The tech coalition's letter comes a few days before an October 1 deadline for stakeholder submissions to the Preparatory Committee.
Not only do the signatories collectively represent a huge share of global IT innovation but it's even more remarkable that there is a consensus on these concerns even among companies that typically disagree on patent policy and have litigation pending against each other in the U.S. and Europe. The three most important ongoing smartphone patent disputes are Apple v. Samsung, Microsoft v. (Google's) Motorola, and Apple v. (Google's) Motorola (I'm not counting Oracle v. Google here because it's strictly a copyright case on appeal). Four of the parties to those disputes -- Apple, Google, Microsoft, and Samsung -- are among the signatories. While Apple and Microsoft generally promote strong IP protection except for combating the abuse of standard-essential patents (SEPs), Google and Samsung jointly oppose Apple's pursuit of injunctive relief over non-SEPs in the U.S. but aggressively leverage their SEPs. In the U.S. patent reform debate, Microsoft's focus is on transparency in ownership and the recovery of legal fees, while Google pursues a broader anti-software-patent agenda. But in the context of the UPC's rules of procedure, they all agree and have united to urge Europe to prevent major damage to innovation and the economy at large. They are joined by other tech players like BlackBerry, Bull, Cisco, the European Semiconductor Industry Association (ESIA), HP, Intel, SFIB (a French IT industry association), Yahoo, and major carriers (Deutsche Telekom, Telecom Italia) and -- didn't I just mention the economy at large? -- two companies that are primarily users, not makers, of IT: adidas (which has been sued by numerous patent trolls including Lodsys in the U.S.) and Deutsche Post DHL.

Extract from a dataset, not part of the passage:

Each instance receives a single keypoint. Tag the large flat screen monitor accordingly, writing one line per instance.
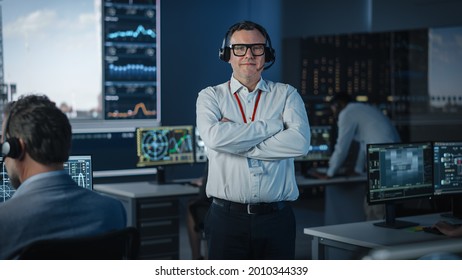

As a Europe-based litigation watcher with a cross-jurisdictional perspective and a former activist in EU patent policy, I totally agree with these companies. Almost five months ago I already highlighted "the risk of Europe becoming the new Eldorado for NPEs/PAEs/trolls" and warned against focusing the whole patent reform debate exclusively on the U.S. while there also what I described as "the European threat". It would be a mistake of enormous proportions to think that patent trolls are and will remain exclusively a U.S. problem. The way litigation in general works in the U.S. (such as the "American Rule" of no recovery of legal fees except under narrow circumstances) creates some opportunities for trolls, but with respect to the two concerns of this coalition of tech companies over the UPC, the German framework -- which, again, would affect the whole of Europe based on the proposed rules of procedure -- has terrible shortcomings in areas in which defendants in U.S. patent cases are actually in better shape. In the U.S., there is a full invalidity defense in all patent infringement proceedings -- not so over here, where bifurcation, a concept I've blogged about and criticized before, typically results in infringement rulings long before adjudication of parallel nullity (invalidation) complaints, creating an opening for the enforcement of improperly-issued patents, potentially for several years (way too long for most defendants to refuse to settle). And those infringement rulings -- which makes bifurcation so bad, but also constitutes a major problem in its own right -- almost always represent injunctions, i.e., sales bans.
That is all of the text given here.